Last year the Malaghan Institute in Wellington did well with $14 million and the Medical Research Institute of New Zealand (MRINZ) also got $6.8 million from the HRCs new (and possibly one-off?) Capability in Independent Research Institutes Fund. The main round bought another $6 or so million into the city (more than half of it for the Malaghan).

This year, without the Capability Fund I couldn’t see how the town could do so well again. But it did. Between them, the University of Otago Wellington, MRINZ, Massey’s Wellington Campus and Victoria University were awarded $21 million. The Wellington campus of Otago was awarded $11 million on its own – not far off the $14 million that went to the Mothership in Dunedin. I am told that the Wellington Head of Campus (see disclaimer above) described their success as a ‘staistical blip.’ Even if that is true, in the last couple of years Wellington has signed contracts with the HRC for $40 million. That’s a lot of money and there will be more added to it next year.
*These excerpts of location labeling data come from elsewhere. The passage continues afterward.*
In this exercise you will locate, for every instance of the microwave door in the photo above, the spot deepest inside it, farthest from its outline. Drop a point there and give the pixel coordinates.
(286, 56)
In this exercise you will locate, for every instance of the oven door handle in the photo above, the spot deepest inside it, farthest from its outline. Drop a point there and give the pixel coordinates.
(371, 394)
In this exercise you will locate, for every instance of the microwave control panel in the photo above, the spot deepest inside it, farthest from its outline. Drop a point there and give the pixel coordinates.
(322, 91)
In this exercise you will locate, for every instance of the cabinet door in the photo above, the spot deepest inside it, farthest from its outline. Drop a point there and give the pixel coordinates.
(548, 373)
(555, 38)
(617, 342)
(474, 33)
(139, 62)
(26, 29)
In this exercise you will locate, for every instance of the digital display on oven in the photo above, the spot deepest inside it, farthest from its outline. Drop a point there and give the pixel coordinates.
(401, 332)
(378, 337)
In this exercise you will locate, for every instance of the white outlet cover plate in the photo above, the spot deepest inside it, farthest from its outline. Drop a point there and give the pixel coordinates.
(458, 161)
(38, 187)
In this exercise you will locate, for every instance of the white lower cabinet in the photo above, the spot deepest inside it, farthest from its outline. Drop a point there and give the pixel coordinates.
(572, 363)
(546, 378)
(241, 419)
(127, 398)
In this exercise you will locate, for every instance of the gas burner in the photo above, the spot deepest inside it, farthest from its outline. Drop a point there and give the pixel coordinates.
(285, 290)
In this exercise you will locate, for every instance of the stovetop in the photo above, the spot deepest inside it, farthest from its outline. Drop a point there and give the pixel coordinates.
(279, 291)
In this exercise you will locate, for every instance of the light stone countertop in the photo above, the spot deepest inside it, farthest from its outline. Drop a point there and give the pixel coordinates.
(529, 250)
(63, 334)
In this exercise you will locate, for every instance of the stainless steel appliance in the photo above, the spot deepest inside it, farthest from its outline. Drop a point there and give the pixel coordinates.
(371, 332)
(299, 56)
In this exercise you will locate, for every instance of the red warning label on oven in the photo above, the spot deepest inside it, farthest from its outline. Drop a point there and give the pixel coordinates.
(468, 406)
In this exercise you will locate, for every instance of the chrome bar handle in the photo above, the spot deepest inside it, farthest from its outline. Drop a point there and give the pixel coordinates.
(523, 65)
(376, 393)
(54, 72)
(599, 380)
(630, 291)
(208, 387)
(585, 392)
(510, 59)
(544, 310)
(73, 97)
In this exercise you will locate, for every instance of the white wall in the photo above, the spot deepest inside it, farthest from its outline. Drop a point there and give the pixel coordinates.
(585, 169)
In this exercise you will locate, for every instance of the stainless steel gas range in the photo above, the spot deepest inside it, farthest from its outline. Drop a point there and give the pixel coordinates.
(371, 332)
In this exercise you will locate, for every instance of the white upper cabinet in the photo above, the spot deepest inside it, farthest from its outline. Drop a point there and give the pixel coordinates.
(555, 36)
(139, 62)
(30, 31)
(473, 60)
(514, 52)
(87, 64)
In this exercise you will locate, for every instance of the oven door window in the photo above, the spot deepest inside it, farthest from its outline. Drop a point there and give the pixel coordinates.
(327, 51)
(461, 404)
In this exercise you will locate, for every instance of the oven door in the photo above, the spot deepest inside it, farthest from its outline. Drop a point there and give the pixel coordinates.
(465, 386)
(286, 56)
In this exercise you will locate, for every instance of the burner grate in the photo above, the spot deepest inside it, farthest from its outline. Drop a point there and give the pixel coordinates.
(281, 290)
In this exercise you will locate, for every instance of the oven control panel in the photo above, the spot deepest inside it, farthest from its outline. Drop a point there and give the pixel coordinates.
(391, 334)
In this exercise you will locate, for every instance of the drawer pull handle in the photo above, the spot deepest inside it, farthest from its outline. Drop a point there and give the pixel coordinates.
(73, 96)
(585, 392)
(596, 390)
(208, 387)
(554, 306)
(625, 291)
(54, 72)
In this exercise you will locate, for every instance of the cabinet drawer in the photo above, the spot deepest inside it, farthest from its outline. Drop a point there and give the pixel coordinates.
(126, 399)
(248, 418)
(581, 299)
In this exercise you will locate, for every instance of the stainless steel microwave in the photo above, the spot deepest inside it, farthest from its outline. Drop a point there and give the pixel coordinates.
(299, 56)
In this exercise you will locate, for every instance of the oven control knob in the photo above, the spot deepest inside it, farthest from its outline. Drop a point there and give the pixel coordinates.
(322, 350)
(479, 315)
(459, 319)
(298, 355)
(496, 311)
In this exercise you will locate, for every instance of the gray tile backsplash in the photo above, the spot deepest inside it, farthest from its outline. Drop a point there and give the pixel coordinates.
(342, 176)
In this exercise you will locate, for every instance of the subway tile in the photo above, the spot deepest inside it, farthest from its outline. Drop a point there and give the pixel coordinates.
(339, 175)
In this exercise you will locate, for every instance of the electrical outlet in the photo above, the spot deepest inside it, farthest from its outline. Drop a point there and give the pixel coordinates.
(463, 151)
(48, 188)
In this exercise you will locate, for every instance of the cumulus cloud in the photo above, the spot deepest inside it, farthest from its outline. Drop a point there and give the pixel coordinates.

That’s because Wellington is growing as a centre for Medical Research in New Zealand. The Wellington School of Medicine (which now makes up most of the Otago campus in Wellington) and the Malaghan have been around for a while and have an established reputation. MRINZ, Massey and Victoria are building their strength in medical research. The Gillies McIndoe Research Institute, based around superstar surgeon Swee Tan, is a relatively new player in the research landscape and the Capital and Coast DHB have also been building their research capacity over the last few years. It was notable in the HRC numbers for this year that Wellington had more successful organisations than any other centre.

There are other health focused groups in the region as well that don’t tend to show in the HRC funding; Callaghan Innovation Research gave one of the country’s leading drug development groups, Richard Furneaux’s Ferrier Institute to Victoria, but hung on to the commercial Good Manufacturing Practice drug synthesis facility Glycosyn. The CRI ESR manages health science and infectious disease research out of ts sites in Kenneperu and Wallaceville, and the Hutt Valley DHB also conducts research, not all of it through its links with the Otago Campus.

So research-wise the region has critical mass (and now $40 million). The air is a thick with shared history (the family tree for the research groups looks a little Game of Thrones) so collaboration isn’t always straightforward but it’s getting there. What Wellington really lacks is industry. I was at a meeting recently run by Callgahan Innovation’s National Biotechnology Network Manager to look at what the sector needed and someone pointed out there were a lot of ‘providers’ and not many ‘purchasers’ for the Wellington discussion. Indeed. We have Matakina, some players in the natural health products sector such as Honeylab, testing at Trinity Bioactives, and the ever self-effacing AroTec and BDG. This may change though with the Malaghan and Ferrier combining to spin out Avalia Therapeutics and now that powerHouse Ventures, the most active of the new Technology Incubators, is getting going on the Callaghan Gracefield campus more may follow.

Patriotism (or in this case parochialism) may well be the last resort of a scoundrel but it is nice to see Wellington’s investment in health research begin to pay dividends and and maybe even get recognition alongside the city’s tech sector.

And why were those press releases so much less fun than usual?